There are, of course, debates around the MDGs, the U.S.’s place in the U.N., the role of people of faith in development assistance, and the details of how the money would work along with debt relief, fairer trade, and anti-corruption measures to really reach the people intended. This week, lots of articles and rallies, prayer vigils and national events are happening Sept. 14-16; so we can all learn more about these issues and think through what role we should or might play in the international world regarding the growing suffering, death, and poverty that exists.

On the domestic front, below is an interesting article on the realities of funding relief to people after Katrina, and the remaining proposed cuts to programs that would help this population and others climb out of poverty here at home.

Congress Finesses the Storm (Washington Post, 9/14/05)

President Bush’s vow to speed welfare assistance to the victims of Hurricane Katrina overlooks the gruesome determination of many Republican Congressional leaders to make $13 billion in cuts for Medicaid and food stamps. They quietly plan this even as they throw short-term emergency money at the crisis.

Sustaining their health and income is vital to the storm’s impoverished survivors now and well into the future. But the most basic cuts in antipoverty programs are planned for enactment later this month by the same Republican majorities that approved the president’s upper-bracket tax cuts and created deficits for a generation to come.

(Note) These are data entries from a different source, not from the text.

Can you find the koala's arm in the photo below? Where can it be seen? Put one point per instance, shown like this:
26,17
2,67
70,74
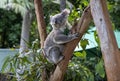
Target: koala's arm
62,39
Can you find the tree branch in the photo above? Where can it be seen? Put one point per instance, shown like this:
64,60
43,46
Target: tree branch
83,25
108,42
41,28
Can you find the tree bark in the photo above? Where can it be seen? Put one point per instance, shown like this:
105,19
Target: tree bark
40,21
41,28
27,19
83,23
62,4
109,48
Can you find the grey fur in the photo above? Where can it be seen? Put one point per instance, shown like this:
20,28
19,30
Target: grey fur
55,42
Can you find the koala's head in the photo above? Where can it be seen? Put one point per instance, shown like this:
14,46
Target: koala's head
59,20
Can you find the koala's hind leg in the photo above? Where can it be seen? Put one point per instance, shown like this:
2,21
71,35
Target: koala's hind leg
55,55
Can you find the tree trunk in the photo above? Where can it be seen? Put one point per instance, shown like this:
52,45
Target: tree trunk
41,29
62,4
110,51
40,21
83,23
27,18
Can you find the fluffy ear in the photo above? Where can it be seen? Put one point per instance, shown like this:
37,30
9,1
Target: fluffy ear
66,11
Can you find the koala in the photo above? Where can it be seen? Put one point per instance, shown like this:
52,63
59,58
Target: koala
55,42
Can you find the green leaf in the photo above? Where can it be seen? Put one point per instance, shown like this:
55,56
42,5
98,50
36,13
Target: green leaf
84,43
5,64
81,55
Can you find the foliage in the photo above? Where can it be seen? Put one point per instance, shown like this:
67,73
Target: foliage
84,67
9,28
27,67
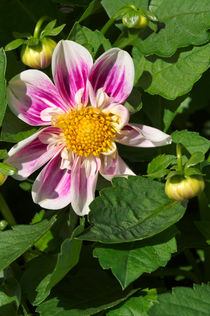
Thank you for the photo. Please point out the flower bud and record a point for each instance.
(180, 188)
(38, 56)
(134, 19)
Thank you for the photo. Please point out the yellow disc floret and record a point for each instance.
(87, 131)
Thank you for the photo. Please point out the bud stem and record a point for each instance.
(179, 157)
(38, 26)
(7, 214)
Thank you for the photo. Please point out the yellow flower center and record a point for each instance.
(87, 130)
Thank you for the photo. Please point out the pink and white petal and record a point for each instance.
(142, 136)
(31, 153)
(84, 178)
(71, 64)
(114, 166)
(51, 188)
(31, 92)
(119, 113)
(113, 71)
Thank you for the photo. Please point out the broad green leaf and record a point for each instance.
(195, 159)
(13, 243)
(14, 130)
(160, 162)
(184, 23)
(112, 7)
(175, 76)
(93, 40)
(129, 261)
(192, 141)
(135, 306)
(132, 209)
(66, 260)
(7, 169)
(204, 228)
(7, 305)
(85, 291)
(183, 301)
(172, 108)
(92, 8)
(3, 99)
(14, 44)
(3, 153)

Congress’s budget hawks are clearly hoping that the cacophony of sympathetic speechifying about the storm victims will distract the public from these cuts and from the fact that they will land heavily on the three states most devastated by the hurricane, where roughly one out of three children were already dependent on Medicaid.

Gov. Haley Barbour of Mississippi, the former Republican national chairman, personifies his party leaders’ contradiction in begging for emergency aid now after having championed painful cuts in the social safety net. Until recently, Mr. Barbour has been in the spotlight as his state’s unapologetic Medicaid antagonist. Rejecting the alternative of a tax increase, he severely cut drug benefits. And before the courts intervened, he had sought to drop 65,000 poor, elderly and disabled people from the program.

Mr. Barbour remains one of Washington’s most powerful emeritus lobbyists. He can spare his president and party a shameful episode by urging that the pending cuts for some of the storm’s neediest be deep-sixed.